Hacker News new | ask | show | jobs
by Palmik 444 days ago
In your example you already indicated two tasks that you think might be hard for AI but easy for humans.

Who said that cooking dinner couldn't be part of ARC-AGI-<N>?

1 comments

That’s precisely what I meant in my comment by “these types of tests.” People are eventually going to have some sort of standard for what they consider AGI. But that doesn’t mean the current benchmarks are useful for this task at all, and saying that the benchmarks could be completely different in the future only underscores this.
They are useful to reach Arc-N+1
How are any of these a useful path to asking an AI to cook dinner?

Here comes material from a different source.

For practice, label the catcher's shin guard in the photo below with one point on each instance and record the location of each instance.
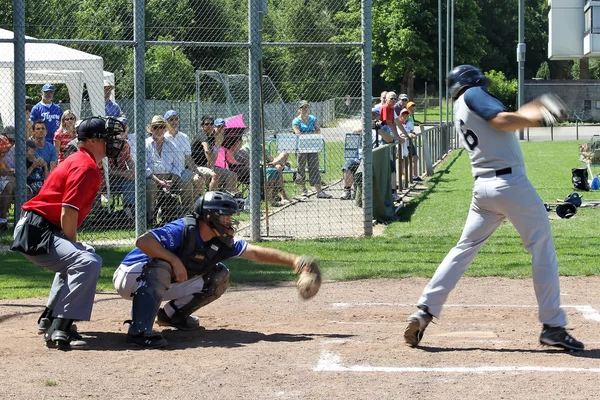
(216, 283)
(155, 279)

We already know many tasks that most humans can do relatively easily, yet most people don’t expect AI to be able to do them for years to come (for instance, L5 self-driving). ARC-AGI appears to be going in the opposite direction - can these models pass tests that are difficult for the average person to pass.

These benchmarks are interesting in that they show increasing capabilities of the models. But they seem to be far less useful at determining AGI than the simple benchmarks we’ve had all along (can these models do everyday tasks that a human can do?).

The "everyday tasks" you specifically mention involve motor skills that are not useful for measuring intelligence.
Genuine question, do you feel Waymo is not L5 self-driving? I Waymo has L5 but its not truly economic yet.